I've done mine, posted in this thread: http://www.mylargescale.com/Communi...spx#188581 Includes photos.


I found that the bracket for the Accucraft Ruby kit at http://www.RC-Steamers.com is ideal for the job. I simply extended the floor of the cab, attached the bracket to it, then attached the included servos to the throttle and reverser.


If you've got one of the models with a gas tank/water pump in the tender, you may find this way won't work as it will block the water/gas hoses - but you may be able to get around it, the servo bracket is reasonably compact.


----------



## StevenJ (Apr 24, 2009)

Soooooo, 

Kevin you make any progress? I'm curious what you're doing to what used to my first engine. Teri is still running well, had some problems with the throttle linkage which I shortened up a bit.


----------



## Kovacjr (Jan 2, 2008)

Kevin - Mind has a servo tucked into the back corner of the cab. standing up with the linkage facing the boiler and using a straight linkage to the Jbar.


----------



## East Broad Top (Dec 29, 2007)

To close up this thread, here are some pics of my R/C servo installation: 

Throttle: 









That's a solid chunk of oak drilled to fit around the throttle. The servo is held in place witha metal clip (not shown). The screw tightens the clamp around the throttle, and the whole thing is very sturdy. The thin end sits just over the gas tank. My first thought was to attach it to that as well, but so far have not had need to. Throttle response seems to be very good with about 120 degrees of travel. I had it pulling 5 cars on my 2% grade the other day, and it was very controllable. 

J-bar: 








Again, a strip of oak is used as a mount. It's attached to the floor of the cab using two mounting screws that originally just held the floor to the frame. The servo is attached to the end with a screw and zip tie threaded through the wood. My only "gripe" with this installation isn't anything to do with the servo, but there's just so much bloomin' slop in the Accucraft reverse lever itself that it's not just a matter of "up for forward, down for reverse" using the ends of travel of the stick. You've got to find the "sweet spot." Ah well, I guess it's just realism. I probably could have made a new lever, too. At least I didn't have to drill through that darned stuff. Been there, done that, have the leftover nubs of drills to prove it. 

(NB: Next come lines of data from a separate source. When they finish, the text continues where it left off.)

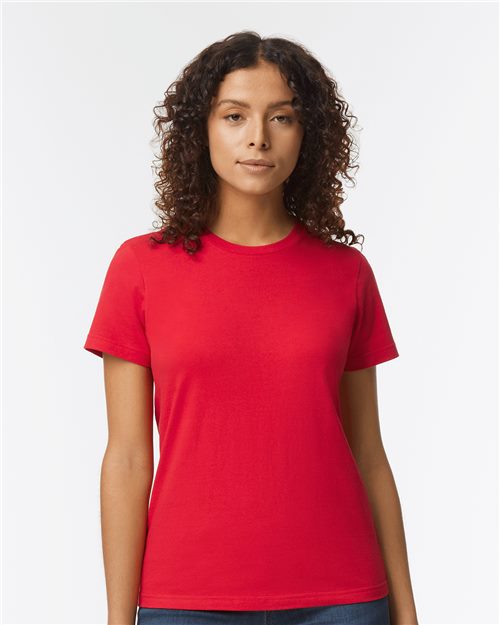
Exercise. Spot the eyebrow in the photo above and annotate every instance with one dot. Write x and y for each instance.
(272, 105)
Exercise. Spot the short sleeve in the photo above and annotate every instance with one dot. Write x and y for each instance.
(371, 341)
(118, 326)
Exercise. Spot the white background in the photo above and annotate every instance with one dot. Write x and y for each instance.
(79, 84)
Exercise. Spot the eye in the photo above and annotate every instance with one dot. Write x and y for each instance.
(232, 115)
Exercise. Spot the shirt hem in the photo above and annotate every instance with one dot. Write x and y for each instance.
(265, 602)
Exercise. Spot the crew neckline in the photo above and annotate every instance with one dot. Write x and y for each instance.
(295, 234)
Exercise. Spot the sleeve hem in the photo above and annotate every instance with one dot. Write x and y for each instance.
(98, 344)
(372, 358)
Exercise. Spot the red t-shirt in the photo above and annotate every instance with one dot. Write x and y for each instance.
(257, 502)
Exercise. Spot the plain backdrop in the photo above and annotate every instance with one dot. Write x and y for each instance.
(79, 84)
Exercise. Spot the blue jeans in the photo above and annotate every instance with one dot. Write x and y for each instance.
(364, 613)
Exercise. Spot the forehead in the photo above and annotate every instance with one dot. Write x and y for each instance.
(256, 85)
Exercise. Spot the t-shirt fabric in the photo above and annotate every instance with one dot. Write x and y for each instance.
(257, 501)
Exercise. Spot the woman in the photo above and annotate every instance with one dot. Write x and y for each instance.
(258, 327)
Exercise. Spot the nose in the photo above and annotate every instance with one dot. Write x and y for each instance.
(258, 135)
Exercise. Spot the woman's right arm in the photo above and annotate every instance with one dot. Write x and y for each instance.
(126, 479)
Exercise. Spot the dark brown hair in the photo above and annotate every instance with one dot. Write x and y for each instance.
(187, 183)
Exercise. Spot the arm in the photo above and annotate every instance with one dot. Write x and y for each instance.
(126, 478)
(360, 420)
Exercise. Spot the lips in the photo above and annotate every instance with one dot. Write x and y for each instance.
(260, 162)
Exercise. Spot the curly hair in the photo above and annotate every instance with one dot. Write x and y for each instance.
(186, 181)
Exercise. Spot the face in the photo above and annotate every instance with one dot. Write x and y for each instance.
(256, 124)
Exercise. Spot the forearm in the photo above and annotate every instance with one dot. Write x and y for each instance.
(125, 493)
(386, 508)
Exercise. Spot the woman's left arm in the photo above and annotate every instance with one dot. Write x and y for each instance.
(360, 420)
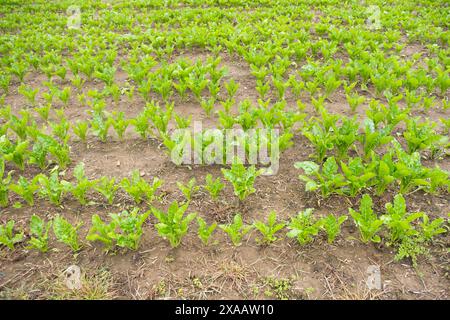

I'm updating my blog with photos of the finished locos. When that's done, I'll post a link. 

Later, 

K


----------



## East Broad Top (Dec 29, 2007)

*The blog* has been updated. Please enjoy. 

Later, 

K


----------



## steam5 (Jun 22, 2008)

Great looking weathered live steamer! 

Always like seeing your handy work Kevin, keep them coming!


----------



## Phippsburg Eric (Jan 10, 2008)

I really enjoyed reading your Blog Kevin. You have a fantastic looking engine there. I was entertained by the use of real coal both in the bunker and all over the engine! really looks like a hard working machine.


----------



## StevenJ (Apr 24, 2009)

I was wondering you kept the Bronson Tate cab. I did want to say, the screw holding on the head light bracket were held in with nuts on the reverse side. If you take out the insulation underneath the smoke box you should have no problem putting another screw in there with a nut to secure it. Very very nice. Woodland Critteris running well but I did have one of the pistons unscrew it self from the cross head so I'm in progress of retiming it and the receiver did go bad. Other than that it's running great.


----------



## East Broad Top (Dec 29, 2007)

Thanks for the heads up on the nut. I'll take a look; maybe it just slipped down into the insulation or I can scrounge another one from my parts bin. On the receiver, I just bought that in December (Christmas present), so check with Del (G-Scale Graphics) to see if there's any kind of warranty. Dunno, but it doesn't hurt to ask...'course for $15 for a replacement, it may be cheaper to just replace it. Bummer about the piston rod, but you seem to have that covered. BTW, if ever you're inclined, Roundhouses larger cylinders are a screw-in replacement for those. You'll get a bit more power out of it. 

Later, 

K


----------



## StevenJ (Apr 24, 2009)

In time I may get the large cylinders but the engine has enough power to make it around my track easily, especially when the timing is 100%. I bought a replacement receiver already. I had a small question, where do you get your headlight reflectors? The one on the little RH popped out and I seem to have lost it. I can always sand down a scrap one until it fits snug. Great job with the engine by the way. I may need to send you, some day, my 4-4-0 for R/C installation and weathering.


----------



## East Broad Top (Dec 29, 2007)

Depends. On the 0-4-0 I sent you, the reflector is plumber's epoxy putty stuffed in the headlight and shaped with a marble. On #4 and EBT #12, I used reflectors from Bachmann headlights I had in my scrap box. I've also heard people have good luck with Mag-Lite reflectors of various sizes. Check the hardware store for el-cheapo flashlights, though with the advent of LED flashlights, they're getting harder to find really usable ones. 

Later, 

K


----------



## Phippsburg Eric (Jan 10, 2008)

Do you have any problem with the heat melting or otherwise damaging headlight parts?


----------



## East Broad Top (Dec 29, 2007)

Not yet. The headlights seem insulated enough from the heat of the smokebox to where the plastic reflectors (Bachmann) and the LEDs in them aren't adversely affected. I've got this set-up in my EBT #12, which I've had under steam for 3 hours continuous. I think the Accucraft lenses are plastic as well. The ones with the plumber's epoxy are likewise unaffected. 

Later, 

K


----------



## Charles M (Jan 2, 2008)

For a heat resistant headlight reflector , cut the bottom end off of a CO2 cartridge . ( Empty of course ) . I used one from a Micronox torch , the oxygen bottle worked perfectly. These ends will fit the Brass box headlight castings from PSC . ( I think thats the manufacturer. ) You can polish them up very nicely on the inside of the curve . 

Charles M SA#74 ( #74 has arrived and it looks great )


----------